So, it appears to me that adding and removing files to the root of the filesystem has no effect on the timestamp of the filesystem that is used to set system time on boot, or that something else goes on. Also, relabelling sys: had no effect on system time after reboot.
No, it does not. The construction is somewhat strange... it's Amiga, after all. One might guess that it is actually the job of the dos.library to somehow find a useful system time from the rtc and use mounted volumes as a backup. However, that's not how it works...
It is the FFS restart function which does. If it detects that the dos date is unset (that is, if the time in the dos "root node" is all zero), it takes the *creation date* of the disk it currently mounts and places it into the dos root node.
Changing the root directory or the bitmap does not modify the creation date of the volume, of course, and hence it does not change the date the system gets.
Of course this also implies that the date on a non-rtc system depends on the volume you boot from, and this can be of course in the past of another volume in the system. Sick!
What dos should really do is take the max of all volumes it is aware of, and FFS should stop fiddling with the system time, and the date should only be set if the system knows that there is no rtc. That FFS needs to mess with the system clock is only for the consistency of the FFS itself (as in: All files on the disk should be created later than the creation date of the disk, which is sensible)....
Surprisingly, Tripos aka dos.library v33 did something different.

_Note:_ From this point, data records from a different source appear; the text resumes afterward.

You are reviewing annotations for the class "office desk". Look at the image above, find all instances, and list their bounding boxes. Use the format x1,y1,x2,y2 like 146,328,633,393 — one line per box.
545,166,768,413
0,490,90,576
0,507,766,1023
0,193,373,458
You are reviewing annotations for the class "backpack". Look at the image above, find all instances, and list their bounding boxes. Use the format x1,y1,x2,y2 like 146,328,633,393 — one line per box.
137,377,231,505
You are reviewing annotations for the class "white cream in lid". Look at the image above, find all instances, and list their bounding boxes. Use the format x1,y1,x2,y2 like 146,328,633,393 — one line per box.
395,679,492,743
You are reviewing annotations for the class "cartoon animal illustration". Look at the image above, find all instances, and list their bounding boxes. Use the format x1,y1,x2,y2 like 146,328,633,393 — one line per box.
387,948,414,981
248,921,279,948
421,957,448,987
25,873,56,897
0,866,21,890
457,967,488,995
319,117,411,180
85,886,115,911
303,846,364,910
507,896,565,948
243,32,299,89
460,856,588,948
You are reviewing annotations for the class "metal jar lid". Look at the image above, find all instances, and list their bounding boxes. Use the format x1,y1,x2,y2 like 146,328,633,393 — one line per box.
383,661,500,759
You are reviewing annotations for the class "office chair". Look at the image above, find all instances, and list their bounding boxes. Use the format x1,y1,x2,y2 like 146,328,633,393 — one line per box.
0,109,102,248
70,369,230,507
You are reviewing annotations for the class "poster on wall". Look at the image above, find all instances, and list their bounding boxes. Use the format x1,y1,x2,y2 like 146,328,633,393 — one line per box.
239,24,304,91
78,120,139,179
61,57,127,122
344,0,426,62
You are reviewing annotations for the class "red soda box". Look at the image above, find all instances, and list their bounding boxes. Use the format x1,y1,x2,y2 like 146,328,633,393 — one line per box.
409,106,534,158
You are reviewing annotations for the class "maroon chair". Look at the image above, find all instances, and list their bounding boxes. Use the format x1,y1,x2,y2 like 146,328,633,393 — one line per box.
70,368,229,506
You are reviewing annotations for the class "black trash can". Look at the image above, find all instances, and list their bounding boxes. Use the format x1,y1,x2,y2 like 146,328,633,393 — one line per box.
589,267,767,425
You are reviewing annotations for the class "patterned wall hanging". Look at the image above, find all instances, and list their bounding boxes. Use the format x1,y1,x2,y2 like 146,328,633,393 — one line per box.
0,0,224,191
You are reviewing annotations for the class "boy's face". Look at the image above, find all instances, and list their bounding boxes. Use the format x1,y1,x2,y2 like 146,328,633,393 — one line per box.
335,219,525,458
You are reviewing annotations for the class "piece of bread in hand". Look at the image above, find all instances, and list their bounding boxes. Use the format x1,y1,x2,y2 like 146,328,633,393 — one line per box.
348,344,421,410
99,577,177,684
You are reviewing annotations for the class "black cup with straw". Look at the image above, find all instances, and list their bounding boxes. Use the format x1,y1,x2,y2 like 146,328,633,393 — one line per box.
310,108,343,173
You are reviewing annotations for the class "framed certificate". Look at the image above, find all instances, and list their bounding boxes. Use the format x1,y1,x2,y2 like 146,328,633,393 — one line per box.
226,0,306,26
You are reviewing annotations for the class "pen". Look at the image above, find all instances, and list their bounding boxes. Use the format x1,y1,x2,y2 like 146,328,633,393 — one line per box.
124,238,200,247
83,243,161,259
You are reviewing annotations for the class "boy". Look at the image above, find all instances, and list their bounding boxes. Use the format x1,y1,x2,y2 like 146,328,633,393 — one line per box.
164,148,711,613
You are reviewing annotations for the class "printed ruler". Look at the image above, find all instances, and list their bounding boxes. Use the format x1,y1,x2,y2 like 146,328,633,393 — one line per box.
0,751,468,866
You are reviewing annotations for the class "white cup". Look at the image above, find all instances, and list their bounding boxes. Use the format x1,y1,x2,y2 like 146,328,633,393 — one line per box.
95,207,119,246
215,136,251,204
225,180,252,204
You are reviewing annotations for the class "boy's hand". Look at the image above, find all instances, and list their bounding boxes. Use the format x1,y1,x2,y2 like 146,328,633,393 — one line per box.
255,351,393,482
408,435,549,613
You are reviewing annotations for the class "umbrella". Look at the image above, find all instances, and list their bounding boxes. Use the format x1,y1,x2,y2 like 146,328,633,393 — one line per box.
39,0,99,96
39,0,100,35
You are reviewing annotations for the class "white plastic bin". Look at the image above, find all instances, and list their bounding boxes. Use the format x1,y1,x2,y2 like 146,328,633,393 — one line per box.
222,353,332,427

Back then, "FFS" was not a separate source, but part of the monolithic junk that came from Tripos, and *there* we find
AND bumpdate() BE
$(
LET v = VEC 2
datstamp( v )
// only reset the date if this is the boot disk and time is unset
IF unit.no = 0 & v!0 = 0 THEN
$(
IF comparedate( v, date.scan ) < 0 THEN
$(
setdosdate( date.scan )
$)
$)
$)
IOWs, the date is only set on unit zero (hardcoded!) and the days of the current date are zero (remember the BPCL indirection operator "!"), and then a comparison of the date with the already set date is made.
This looks equally wierd, but at least there is a test not to set the date backwards.